Global Citizen Festival is a free, ticketed concert that rallies politicians, musicians and global leaders to influence citizens on a global scale. So, no matter how thick your wallet, you have to earn tickets by taking “action” and each time you take action, you earn points. Those points will get you into the concert.
City Press on Sunday reported that Beyoncé would be just one of the big names taking part in the festival at the end of the year. Global Citizen CEO Hugh Evans promised that the line-up is “the greatest that Global Citizen had ever put together.” The full list of names will be released at a press conference being held in Johannesburg on Monday morning.
And while Mzansi will be sure to celebrate the arrival of big stars, as well as having a strong African contingent taking part in the festival, Evans said the idea is to mobilise citizens that could influence policies.

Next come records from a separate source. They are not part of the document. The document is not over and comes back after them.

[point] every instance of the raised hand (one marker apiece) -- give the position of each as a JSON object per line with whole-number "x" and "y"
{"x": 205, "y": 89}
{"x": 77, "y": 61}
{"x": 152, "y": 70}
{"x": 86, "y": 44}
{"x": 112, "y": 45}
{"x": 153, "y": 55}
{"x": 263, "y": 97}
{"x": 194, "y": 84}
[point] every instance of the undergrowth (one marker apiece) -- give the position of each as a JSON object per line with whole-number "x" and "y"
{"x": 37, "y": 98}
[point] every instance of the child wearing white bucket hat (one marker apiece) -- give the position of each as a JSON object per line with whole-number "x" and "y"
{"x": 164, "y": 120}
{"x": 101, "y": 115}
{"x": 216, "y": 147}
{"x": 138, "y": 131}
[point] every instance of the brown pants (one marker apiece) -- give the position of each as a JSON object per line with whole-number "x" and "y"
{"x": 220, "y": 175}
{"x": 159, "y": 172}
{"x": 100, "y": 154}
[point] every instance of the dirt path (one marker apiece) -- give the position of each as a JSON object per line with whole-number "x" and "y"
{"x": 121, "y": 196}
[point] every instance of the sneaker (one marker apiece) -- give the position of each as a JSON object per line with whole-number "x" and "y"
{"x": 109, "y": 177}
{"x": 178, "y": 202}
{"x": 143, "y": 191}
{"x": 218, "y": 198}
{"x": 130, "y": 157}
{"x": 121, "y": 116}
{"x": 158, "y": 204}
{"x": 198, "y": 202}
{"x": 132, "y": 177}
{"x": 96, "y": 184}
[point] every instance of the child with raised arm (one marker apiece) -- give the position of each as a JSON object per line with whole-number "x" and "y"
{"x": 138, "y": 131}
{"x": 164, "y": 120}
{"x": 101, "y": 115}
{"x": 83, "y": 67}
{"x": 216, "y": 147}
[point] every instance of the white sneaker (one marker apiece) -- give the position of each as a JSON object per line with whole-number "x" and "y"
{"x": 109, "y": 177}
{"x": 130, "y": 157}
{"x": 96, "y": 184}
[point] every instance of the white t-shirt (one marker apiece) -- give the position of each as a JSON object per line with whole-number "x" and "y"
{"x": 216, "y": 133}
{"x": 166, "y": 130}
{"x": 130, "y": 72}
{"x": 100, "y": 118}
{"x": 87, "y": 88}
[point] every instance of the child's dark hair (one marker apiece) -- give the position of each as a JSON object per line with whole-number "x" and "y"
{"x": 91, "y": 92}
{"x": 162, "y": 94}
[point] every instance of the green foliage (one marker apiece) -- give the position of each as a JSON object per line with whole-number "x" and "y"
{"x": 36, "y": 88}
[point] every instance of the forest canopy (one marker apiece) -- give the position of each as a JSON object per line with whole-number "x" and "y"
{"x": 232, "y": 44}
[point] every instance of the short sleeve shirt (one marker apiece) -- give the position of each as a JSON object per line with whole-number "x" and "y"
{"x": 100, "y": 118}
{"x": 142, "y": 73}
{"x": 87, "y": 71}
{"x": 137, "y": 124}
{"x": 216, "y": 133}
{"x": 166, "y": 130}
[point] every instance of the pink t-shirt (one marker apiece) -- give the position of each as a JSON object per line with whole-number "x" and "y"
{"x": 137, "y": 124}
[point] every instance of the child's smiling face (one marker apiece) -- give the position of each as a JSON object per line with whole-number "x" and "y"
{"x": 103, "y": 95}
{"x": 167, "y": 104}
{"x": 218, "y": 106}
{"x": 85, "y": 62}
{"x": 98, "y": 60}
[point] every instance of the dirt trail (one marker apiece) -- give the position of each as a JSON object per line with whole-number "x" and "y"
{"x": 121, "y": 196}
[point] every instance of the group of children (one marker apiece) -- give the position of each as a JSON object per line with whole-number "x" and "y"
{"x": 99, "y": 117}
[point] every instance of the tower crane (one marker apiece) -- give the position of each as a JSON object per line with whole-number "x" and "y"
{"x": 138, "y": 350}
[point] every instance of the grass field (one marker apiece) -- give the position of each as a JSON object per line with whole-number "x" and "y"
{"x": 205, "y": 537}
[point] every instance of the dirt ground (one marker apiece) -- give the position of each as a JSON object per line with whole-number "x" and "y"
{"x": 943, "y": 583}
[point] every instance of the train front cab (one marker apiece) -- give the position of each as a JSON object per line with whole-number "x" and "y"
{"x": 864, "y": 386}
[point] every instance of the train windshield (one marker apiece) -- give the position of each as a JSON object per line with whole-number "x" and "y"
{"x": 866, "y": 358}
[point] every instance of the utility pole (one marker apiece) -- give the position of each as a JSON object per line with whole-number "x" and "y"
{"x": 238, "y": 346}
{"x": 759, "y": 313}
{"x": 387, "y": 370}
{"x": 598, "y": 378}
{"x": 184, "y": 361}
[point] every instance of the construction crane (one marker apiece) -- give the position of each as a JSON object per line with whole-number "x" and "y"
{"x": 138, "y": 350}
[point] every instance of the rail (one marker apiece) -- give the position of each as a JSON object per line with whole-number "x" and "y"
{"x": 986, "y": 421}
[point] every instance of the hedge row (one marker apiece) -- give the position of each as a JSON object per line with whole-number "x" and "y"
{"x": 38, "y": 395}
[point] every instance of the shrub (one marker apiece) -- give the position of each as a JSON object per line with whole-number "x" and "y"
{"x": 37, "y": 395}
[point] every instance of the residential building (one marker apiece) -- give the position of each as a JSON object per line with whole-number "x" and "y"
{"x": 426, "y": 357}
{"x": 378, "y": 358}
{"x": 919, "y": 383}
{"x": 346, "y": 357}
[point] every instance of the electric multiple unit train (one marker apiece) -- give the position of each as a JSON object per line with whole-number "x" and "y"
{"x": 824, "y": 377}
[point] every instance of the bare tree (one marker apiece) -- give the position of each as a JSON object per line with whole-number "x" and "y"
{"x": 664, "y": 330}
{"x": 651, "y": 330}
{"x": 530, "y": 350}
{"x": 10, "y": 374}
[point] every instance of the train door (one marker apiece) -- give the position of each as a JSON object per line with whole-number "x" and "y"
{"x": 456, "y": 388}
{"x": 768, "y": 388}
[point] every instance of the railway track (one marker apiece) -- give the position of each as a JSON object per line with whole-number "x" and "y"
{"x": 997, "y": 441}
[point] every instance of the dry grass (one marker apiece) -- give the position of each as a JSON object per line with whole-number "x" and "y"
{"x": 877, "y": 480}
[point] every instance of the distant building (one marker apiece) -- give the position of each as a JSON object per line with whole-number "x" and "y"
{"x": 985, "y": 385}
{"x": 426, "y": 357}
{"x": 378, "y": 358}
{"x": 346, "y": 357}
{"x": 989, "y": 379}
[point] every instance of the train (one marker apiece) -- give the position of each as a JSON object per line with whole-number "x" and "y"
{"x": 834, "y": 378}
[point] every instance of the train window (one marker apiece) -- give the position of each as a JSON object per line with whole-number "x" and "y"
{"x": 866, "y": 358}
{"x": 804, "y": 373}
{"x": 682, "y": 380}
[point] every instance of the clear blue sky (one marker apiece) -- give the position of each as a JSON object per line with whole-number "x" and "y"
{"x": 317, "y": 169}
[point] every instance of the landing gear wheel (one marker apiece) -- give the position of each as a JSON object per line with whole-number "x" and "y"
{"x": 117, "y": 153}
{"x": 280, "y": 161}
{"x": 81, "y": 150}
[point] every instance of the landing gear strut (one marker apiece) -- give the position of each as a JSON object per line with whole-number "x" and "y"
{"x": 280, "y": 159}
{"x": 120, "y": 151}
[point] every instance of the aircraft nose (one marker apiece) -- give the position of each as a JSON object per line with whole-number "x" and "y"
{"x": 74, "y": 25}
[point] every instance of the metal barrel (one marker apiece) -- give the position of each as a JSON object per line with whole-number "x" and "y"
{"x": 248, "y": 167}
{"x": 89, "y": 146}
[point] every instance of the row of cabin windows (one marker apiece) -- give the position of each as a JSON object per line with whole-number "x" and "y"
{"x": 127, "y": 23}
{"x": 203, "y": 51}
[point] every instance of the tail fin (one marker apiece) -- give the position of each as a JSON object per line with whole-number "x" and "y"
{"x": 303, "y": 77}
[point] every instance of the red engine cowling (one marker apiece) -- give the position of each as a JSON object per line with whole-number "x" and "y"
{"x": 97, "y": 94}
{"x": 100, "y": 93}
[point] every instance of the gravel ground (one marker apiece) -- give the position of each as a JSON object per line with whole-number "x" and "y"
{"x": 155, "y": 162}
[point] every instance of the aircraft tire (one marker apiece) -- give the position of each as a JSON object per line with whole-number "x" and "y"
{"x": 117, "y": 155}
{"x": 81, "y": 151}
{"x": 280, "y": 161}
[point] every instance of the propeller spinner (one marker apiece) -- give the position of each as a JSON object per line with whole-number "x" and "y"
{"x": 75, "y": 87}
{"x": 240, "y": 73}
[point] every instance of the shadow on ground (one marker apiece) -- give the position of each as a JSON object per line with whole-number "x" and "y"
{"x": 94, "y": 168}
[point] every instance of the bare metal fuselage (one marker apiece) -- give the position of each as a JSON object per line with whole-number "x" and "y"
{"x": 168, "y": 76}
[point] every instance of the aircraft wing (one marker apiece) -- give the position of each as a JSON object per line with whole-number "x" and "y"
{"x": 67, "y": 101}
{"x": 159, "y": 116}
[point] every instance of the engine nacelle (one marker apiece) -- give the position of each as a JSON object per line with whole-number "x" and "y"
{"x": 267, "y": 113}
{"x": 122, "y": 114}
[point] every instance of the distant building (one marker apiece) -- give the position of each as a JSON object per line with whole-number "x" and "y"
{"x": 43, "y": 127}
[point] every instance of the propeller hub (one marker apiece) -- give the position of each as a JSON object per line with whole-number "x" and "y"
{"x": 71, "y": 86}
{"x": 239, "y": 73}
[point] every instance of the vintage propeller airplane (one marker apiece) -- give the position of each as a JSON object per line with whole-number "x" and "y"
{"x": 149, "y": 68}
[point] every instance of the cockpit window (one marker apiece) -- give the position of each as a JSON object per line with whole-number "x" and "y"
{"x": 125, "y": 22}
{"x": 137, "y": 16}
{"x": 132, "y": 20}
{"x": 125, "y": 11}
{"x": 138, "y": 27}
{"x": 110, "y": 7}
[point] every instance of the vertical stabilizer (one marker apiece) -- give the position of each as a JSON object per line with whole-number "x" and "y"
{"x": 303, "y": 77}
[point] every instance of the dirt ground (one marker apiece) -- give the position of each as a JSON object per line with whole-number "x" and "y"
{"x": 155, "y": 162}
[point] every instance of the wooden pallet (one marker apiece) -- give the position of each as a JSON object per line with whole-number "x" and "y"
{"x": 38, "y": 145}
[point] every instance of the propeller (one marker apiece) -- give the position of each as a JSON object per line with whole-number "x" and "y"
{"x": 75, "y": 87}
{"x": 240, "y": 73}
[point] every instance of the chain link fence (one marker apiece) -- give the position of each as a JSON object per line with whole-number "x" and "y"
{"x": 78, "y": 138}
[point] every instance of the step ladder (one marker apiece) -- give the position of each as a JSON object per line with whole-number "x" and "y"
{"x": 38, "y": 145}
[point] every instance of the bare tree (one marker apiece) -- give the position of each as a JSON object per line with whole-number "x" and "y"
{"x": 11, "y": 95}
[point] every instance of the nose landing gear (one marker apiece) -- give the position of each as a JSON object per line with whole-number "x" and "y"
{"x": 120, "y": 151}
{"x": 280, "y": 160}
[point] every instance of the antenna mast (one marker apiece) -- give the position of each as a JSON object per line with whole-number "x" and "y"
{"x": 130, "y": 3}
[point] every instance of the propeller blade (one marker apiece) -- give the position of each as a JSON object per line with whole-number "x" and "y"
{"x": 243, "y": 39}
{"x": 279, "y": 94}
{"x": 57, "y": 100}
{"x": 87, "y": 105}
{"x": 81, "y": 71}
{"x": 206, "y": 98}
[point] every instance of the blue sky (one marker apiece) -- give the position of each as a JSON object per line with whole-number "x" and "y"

"We’re not interested in doing just a really big rock concert because there are enough really big rock concerts around the world. At the heart of what we do is the belief that if we can mobilise a movement of a hundred million global citizens who use their collective influence to encourage governments to adopt policies, that would alleviate poverty.”
Evans, who was in South Africa in April with Coldplay’s Chris Martin, who is the curator of the festival, said that Nelson Mandela’s centenary was a big factor on deciding to host the festival in South Africa this year.
"We are deeply inspired by the life and legacy of Nelson Mandela and when Kweku (Mandela) approached us a few years ago and said 2018 would marking Nelson Mandela’s 100th anniversary, we knew it would be a historic moment.”
In fact, Kweku Mandela has been instrumental in bringing the festival to South Africa. He said that the Mandela family did not want another concert celebrating an individual but rather wanted to find ways on how to take his grandfather’s legacy and apply it.
"One of the key things we are trying to galvanise is that sense of renewal and the excitement around getting involved and engaging with communities around issues that we can bring to an end, such as poverty.”
The concert sees global leaders make pledges to help alleviate extreme poverty. Evans said government officials, business leaders and philanthropists make these donations and Global Citizen makes sure that it isn’t a case of “having your moment in the sun” but rather the commitments are tracked, with the reports made public on their website.
The combination of celebrities using their star power, global leaders publicly committing to make a difference and the youth gathering together is exactly the kind of daily activism that organisers are hoping to inspire.
"We know there is a large youth population who have the power to change the destiny of not just Africa, but the world. And it’s how do we engage them to give them the opportunity to believe they can have a real impact. And give them an opportunity to take their ideas forward and participate in this daily activism," said Kweku.
Halala, Global Citizen. We’re ready.